A federal judge Tuesday halted Texas’ plan to kill Medicaid funding for Planned Parenthood, finding it would violate the rights and disrupt the care of 12,500 Medicaid patients.

AUSTIN, Texas (CN) — A federal judge Tuesday halted Texas’ plan to kill Medicaid funding for Planned Parenthood, finding it would violate the rights and disrupt the care of 12,500 Medicaid patients.

U.S. District Judge Sam Sparks’ preliminary injunction says the state did not present “even a scintilla of evidence” warranting the termination of Planned Parenthood clinics from the Texas Medicaid program, and that the decision to kill nearly $4 million in annual funding “had nothing to do” with the qualifications of the clinics, as the state claimed.

The Texas Health and Human Services Commission sent Planned Parenthood a final notice on Dec. 20 last year, terminating its Medicaid funding on the basis of heavily edited undercover video taken by members of an anti-abortion group called the Center for Medical Progress.

Funding was to be killed on Jan. 21, but after a three-day hearing in January, Sparks granted Planned Parenthood a temporary injunction blocking the defunding for a month.

During that hearing, Texas Health and Human Services Inspector General Stuart Bowen said the videos, taken at Planned Parenthood Gulf Coast in Houston, show that clinic employees had a “willingness” to modify an abortion procedure to procure fetal tissue for research, and a history of deviating from acceptable medical standards.

But in the 42-page injunction on Tuesday, Sparks said the video evidence was “suspect” and the health commission made no attempt to authenticate it.

Summarizing the video, “for those not blessed with eight free hours to watch it,” Sparks said, it offers at most, “confused and ambiguous” theoretical conversations about what might be possible in a research partnership between a health care provider and a fetal tissue procurement company.

“Viewing the evidence holistically, the Court concludes the Inspector General had no evidence indicating PPGC [Planned Parenthood Gulf Coast] ever altered an abortion procedure or would be willing to do so.”

Sparks accepted the arguments of Planned Parenthood officials, who said the cuts would have a “devastating” effect on thousands of low-income Texans who rely upon the clinics for family planning, basic health services, cancer screenings and testing for sexually transmitted diseases.

“These centers are the only family planning specialists in the state and provide a wide variety of services in a manner specifically designed to be convenient for vulnerable populations,” Sparks wrote.

He was not persuaded that affected patients “would be able to quickly and easily find new providers if they were prevented from seeing their chosen provider, a harm in and of itself.”

“Such action would deprive Medicaid patients of their statutory right to obtain health care from their chosen qualified provider.”

In response Tuesday, Attorney General Ken Paxton promised to continue to fight to “protect the unborn and Texas taxpayers.”

“Today’s decision is disappointing and flies in the face of basic human decency,” Paxton said in a statement.

He reiterated the state’s argument that the undercover videos “exposed a brazen willingness by Planned Parenthood officials to traffic in fetal body parts, as well as manipulate the timing and method of an abortion.”

“Even the remains of the most vicious criminals are treated with respect,” Paxton said. “But the children who never had a chance at life become so-called medical waste or, alternatively, a commodity to be bartered for. “No taxpayer in Texas should have to subsidize this repugnant and illegal conduct.
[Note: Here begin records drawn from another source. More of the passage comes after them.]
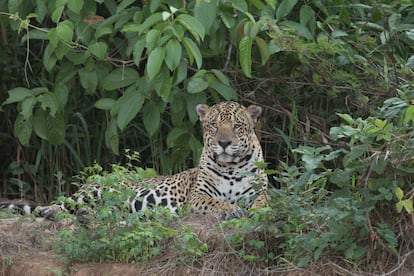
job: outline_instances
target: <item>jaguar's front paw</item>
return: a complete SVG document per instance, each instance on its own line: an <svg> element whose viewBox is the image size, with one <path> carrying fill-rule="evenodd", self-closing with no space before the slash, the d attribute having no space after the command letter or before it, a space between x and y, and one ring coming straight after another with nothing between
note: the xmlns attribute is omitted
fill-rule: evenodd
<svg viewBox="0 0 414 276"><path fill-rule="evenodd" d="M50 220L54 220L59 211L60 208L57 206L38 207L36 210L38 216Z"/></svg>
<svg viewBox="0 0 414 276"><path fill-rule="evenodd" d="M218 214L219 220L229 220L234 218L241 218L243 217L244 212L240 207L235 208L234 210L226 210L222 211Z"/></svg>

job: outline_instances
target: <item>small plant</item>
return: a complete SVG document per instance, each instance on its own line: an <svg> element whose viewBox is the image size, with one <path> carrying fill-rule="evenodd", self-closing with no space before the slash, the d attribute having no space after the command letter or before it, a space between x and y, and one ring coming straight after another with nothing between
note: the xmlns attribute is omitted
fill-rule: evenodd
<svg viewBox="0 0 414 276"><path fill-rule="evenodd" d="M178 261L184 264L196 264L209 250L207 243L202 242L191 227L183 226L174 239L174 248Z"/></svg>

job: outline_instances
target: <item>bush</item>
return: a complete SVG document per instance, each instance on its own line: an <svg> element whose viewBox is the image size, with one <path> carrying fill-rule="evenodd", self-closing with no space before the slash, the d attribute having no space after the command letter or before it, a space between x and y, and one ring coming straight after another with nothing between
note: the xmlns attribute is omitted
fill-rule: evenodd
<svg viewBox="0 0 414 276"><path fill-rule="evenodd" d="M295 149L300 166L281 164L275 177L280 189L270 190L270 207L223 224L243 230L230 238L241 257L303 266L340 256L358 265L383 258L384 251L394 260L407 253L413 247L407 238L413 212L413 99L414 91L404 88L375 116L338 114L345 123L330 134L346 142L343 147ZM252 238L254 232L259 239Z"/></svg>

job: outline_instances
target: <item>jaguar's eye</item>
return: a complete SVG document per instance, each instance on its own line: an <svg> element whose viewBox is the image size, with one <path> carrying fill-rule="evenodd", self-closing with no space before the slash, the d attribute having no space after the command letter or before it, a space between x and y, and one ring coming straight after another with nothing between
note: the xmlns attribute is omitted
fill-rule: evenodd
<svg viewBox="0 0 414 276"><path fill-rule="evenodd" d="M212 130L216 130L217 129L217 123L216 122L210 123L208 125L208 128L209 129L212 129Z"/></svg>
<svg viewBox="0 0 414 276"><path fill-rule="evenodd" d="M241 123L234 123L233 127L234 127L234 129L241 129L241 128L243 128L243 124L241 124Z"/></svg>

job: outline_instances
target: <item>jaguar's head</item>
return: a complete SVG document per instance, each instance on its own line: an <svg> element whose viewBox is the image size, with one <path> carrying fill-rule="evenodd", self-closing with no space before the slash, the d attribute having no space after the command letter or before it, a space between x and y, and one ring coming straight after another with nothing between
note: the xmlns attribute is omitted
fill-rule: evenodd
<svg viewBox="0 0 414 276"><path fill-rule="evenodd" d="M237 163L257 146L254 125L261 107L223 102L211 107L199 104L196 111L203 124L204 149L217 162Z"/></svg>

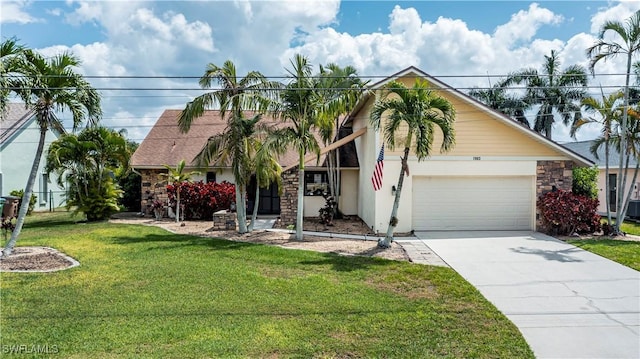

We should never lose sight of the fact that as long as abortion is legal in the United States, the potential for these types of horrors will continue.”

Similar efforts to defund Planned Parenthood have been blocked in Arkansas, Alabama, Kansas, Mississippi and Louisiana, and on Tuesday, Virginia Gov. Terry McAuliffe vetoed a bill that would have restricted Planned Parenthood from contracting with the state.

Spark’s injunction will remain in force until further orders of the court.